O que possibilita o uso das metáforas é ver os elementos da natureza em relação constante entre si, fecundando-se reciprocamente, e em estreito concubinato com a alma do poeta, da mesma forma que Da Vinci vê a alma de sua modelo. É nos mistérios da natureza que o poeta encontra refletidas as leis do amor e a face do objeto amado e onde ele se refugia quando dos desassossegos e angústias trazidos pela paixão. Diz-nos o soneto 20: “Teu rosto é de mulher, que a Natura pintou,/ […]/ No começo, mulher, a Natura te fez,/ mas sua obra ao fazer, dela se apaixonou”.

Explorando a relação entre o mundo e o amor, as metáforas se multiplicam em vários níveis e com vários propósitos, não apenas “decorando” os poemas, mas constituindo-lhes o próprio conteúdo e  objeto  principal.[12]  Elas  são  retiradas  da  medicina,  do  casamento, das navegações, da corte, da pintura, da música, do direito, do comércio, da alquimia, da vida militar, do teatro, das estações, da astronomia,  da  física  e  da  matemática,  entre  outros  campos.[13]  Nos céus e astros, por exemplo, o poeta reconhece os olhos do amado, como no soneto 14:

Se bem que meu saber não tire dos astros,

Creio poder dizer-me astrônomo contudo,

Não para predizer males, felicidades,

pestes, flagelos, chuvas ou talvez o bom tempo;

[…]

Por que dos olhos teus vem todo o meu saber

E posso descobrir nesses astros constantes

Que com ser-se leal tem-se beleza próspera

E dos céus também emanam as leis secretas que governam as coisas terrenas e nossa vida, sem que saibamos dominá-las, como encontramos no soneto 15, cujos versos bem descrevem o mistério que rege as coisas em seu palco terreno: “Que sobre cada peça em palco tão imenso/ A influência do céu age secretamente;/ Quando os humanos vejo a crescer como plantas,/ Por imutável céu freados e incitados”.

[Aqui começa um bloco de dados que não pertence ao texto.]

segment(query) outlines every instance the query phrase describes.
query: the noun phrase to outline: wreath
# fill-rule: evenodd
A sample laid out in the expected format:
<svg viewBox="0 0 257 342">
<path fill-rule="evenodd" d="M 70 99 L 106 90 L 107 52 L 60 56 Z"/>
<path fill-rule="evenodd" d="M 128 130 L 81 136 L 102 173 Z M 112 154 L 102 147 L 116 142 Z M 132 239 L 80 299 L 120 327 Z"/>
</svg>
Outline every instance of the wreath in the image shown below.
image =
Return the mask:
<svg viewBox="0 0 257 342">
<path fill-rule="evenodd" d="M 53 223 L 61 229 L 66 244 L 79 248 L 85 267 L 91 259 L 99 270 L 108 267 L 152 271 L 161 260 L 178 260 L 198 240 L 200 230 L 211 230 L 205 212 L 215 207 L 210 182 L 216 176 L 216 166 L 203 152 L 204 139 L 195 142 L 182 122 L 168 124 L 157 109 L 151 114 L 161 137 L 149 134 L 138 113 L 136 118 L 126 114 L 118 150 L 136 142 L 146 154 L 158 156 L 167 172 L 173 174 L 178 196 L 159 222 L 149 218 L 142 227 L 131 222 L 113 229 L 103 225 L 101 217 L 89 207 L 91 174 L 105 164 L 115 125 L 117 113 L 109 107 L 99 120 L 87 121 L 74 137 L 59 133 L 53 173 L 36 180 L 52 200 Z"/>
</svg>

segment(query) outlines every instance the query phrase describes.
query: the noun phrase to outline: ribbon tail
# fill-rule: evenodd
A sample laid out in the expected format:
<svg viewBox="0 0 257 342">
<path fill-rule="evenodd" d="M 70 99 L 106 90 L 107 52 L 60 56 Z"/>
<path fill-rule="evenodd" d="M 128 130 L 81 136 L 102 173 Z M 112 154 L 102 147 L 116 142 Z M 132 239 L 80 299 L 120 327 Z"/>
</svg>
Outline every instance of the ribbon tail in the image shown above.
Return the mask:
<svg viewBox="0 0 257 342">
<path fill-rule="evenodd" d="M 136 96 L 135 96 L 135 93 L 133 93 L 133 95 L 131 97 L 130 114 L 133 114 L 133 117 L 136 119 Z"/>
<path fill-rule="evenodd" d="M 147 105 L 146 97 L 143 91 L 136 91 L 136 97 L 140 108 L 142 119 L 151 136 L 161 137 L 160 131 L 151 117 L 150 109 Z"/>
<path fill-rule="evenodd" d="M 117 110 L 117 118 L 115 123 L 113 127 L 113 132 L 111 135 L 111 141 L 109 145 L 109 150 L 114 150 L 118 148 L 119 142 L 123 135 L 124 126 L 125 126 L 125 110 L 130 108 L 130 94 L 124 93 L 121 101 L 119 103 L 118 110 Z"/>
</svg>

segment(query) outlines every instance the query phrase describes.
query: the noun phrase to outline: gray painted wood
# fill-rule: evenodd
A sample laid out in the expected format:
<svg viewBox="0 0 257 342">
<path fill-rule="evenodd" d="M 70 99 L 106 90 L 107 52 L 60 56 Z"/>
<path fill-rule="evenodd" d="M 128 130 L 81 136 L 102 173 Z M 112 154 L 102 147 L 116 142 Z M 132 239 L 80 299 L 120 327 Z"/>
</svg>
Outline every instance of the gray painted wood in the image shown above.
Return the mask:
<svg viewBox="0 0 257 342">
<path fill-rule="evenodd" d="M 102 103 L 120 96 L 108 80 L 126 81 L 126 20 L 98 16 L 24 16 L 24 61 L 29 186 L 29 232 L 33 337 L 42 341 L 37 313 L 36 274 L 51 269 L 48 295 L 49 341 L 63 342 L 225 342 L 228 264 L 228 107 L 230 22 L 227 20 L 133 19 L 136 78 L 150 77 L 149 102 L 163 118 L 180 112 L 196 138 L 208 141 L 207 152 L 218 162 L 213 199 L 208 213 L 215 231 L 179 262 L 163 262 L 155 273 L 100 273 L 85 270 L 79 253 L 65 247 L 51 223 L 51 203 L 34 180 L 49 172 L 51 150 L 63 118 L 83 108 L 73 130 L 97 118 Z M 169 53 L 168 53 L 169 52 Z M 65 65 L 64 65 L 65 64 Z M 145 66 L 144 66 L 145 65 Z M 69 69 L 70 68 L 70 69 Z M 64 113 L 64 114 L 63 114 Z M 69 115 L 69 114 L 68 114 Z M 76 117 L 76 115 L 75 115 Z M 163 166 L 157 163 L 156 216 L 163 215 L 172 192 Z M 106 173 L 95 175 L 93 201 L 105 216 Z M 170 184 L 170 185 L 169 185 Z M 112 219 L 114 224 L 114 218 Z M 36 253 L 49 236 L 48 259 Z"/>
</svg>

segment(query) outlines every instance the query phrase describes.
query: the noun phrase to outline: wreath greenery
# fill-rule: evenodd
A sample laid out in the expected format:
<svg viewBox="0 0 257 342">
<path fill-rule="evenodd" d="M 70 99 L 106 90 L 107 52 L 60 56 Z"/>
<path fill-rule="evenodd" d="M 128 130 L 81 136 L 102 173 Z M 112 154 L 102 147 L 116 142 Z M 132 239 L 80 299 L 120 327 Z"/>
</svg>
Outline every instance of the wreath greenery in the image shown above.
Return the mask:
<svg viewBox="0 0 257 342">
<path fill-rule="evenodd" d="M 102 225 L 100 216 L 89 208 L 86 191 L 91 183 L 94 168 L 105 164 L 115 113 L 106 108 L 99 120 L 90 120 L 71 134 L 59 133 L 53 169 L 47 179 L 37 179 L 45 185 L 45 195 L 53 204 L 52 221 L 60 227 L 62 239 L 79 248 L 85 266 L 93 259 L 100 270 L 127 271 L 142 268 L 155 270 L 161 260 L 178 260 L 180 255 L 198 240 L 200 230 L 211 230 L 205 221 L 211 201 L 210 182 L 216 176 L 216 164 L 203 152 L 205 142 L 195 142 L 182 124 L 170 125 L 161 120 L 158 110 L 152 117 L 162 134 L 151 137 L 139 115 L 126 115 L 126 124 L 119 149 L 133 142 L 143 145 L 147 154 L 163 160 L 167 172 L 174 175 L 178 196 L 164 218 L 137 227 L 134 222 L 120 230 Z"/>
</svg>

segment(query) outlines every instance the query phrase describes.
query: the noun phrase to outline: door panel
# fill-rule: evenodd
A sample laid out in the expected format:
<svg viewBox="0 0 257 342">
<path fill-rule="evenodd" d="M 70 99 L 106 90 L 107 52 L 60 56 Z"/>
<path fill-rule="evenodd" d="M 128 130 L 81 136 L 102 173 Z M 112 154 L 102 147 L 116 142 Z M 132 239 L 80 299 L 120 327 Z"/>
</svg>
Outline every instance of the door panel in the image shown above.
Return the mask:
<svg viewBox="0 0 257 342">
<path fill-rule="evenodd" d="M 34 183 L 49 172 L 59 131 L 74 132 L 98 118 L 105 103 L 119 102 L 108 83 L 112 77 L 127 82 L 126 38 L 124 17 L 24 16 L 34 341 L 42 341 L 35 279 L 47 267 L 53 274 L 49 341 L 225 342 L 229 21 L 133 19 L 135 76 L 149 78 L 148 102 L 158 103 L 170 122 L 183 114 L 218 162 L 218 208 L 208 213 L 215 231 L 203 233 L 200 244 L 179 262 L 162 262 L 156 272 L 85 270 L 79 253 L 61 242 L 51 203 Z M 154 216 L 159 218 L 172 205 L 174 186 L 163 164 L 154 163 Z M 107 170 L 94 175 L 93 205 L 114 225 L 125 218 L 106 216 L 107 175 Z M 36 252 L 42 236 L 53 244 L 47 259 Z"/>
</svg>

São os elementos da natureza, com sua diversidade, suas mudanças e suas estações a língua pela qual o amado e o amor são descritos no soneto 18:

Posso te comparar a um belo dia estivo?

Bem mais suave e amena é a tua natureza; Crestam ventos brutais de maio ou tenros brotos E o baile do verão tem curta duração.

Às vezes, por demais ardente é a luz do sol, Muitas vezes, porém, sua áurea tez te ofusca: Toda beleza perde o seu fulgor um dia, Quando a despoja a Sorte ou dos anos o curso. Mas não murchará nunca o teu verão eterno, Nem perderá jamais essa beleza tua;

Nem de em seu negror ver-te a Morte há de gabar-se, Ao cresceres no tempo em meus versos eternos: Enquanto vida houver e o olhar puder ver,

Meus versos viverão e te farão viver.[14]

Esse universo vasto e de encantos breves é o espelho do sentimento amoroso, com suas metamorfoses constantes e sua sede de verão e beleza eternos. O estado conflituoso das paixões é figurado no conflito entre a noite e o dia, como no soneto 28:

Como hei de restaurar-me na bonança

Se órfão da graça do repouso vi-me,

Pois a opressão do dia a noite alcança,

Da noite o dia, e dia e noite oprime;

Que ambos, embora em natureza opostos,

Deram-se as mãos para me dar tortura:

Um dá-me a dura pena, outros desgostos,

Que este penar longe de ti mais dura.

Digo que és luz para agradar ao dia,

E, se há nuvens, que podes removê-las;

Louvo também da noite a tez sombria:

Douras o céu se não houver estrelas.

Mas cada dia, o dia a dor aumenta

E cada noite, a noite inda a acrescenta.[15]

O amado e sua beleza é um sol terreno que às vezes se oculta atrás de uma nuvem, como compara o soneto 33, ensombrecendo a terra e a alma do poeta: “Não me és menos caro: o astro do céu se ofusca/ Terrestres sóis também podem ensombrecer”.

Uma das chaves que servem a Baldwin para datar os sonetos são o eclipse da Lua de 8 de maio de 1594 e o eclipse do Sol que ocorre doze dias depois. Neles, o poeta vê também as metamorfoses e lutas da paixão descritas no soneto 35 e a compreensão de sua dinâmica e suas antinomias, próprias também ao reino natural e às guerras:

Cessa de te afligir com teus erros diversos: 

A fonte tem seu limo e a rosa seus espinhos;

A nuvem, o eclipse obumbram lua e sol;

No mais tenro botão o verme horrível jaz.

[…]

Introduzo o bom senso em teu senso perdido 

(Em teu próprio adversário encontras advogado)

E a mim mesmo então um processo eu intento;

Meu ódio e meu amor travam guerra civil.

Luta incessante e encontro dos termos opostos e paradoxais, como o amor e o ódio, o dia e a noite, residem na natureza e na alma até estabelecerem um conflito insolúvel. No soneto 43, o dia e a noite, a realidade e o sonho se confundem: “Meu olho vê melhor quando fechado está./ […]/ Noite meus dias são, enquanto não te vejo,/ E se contigo sonho, as noites claros dias”.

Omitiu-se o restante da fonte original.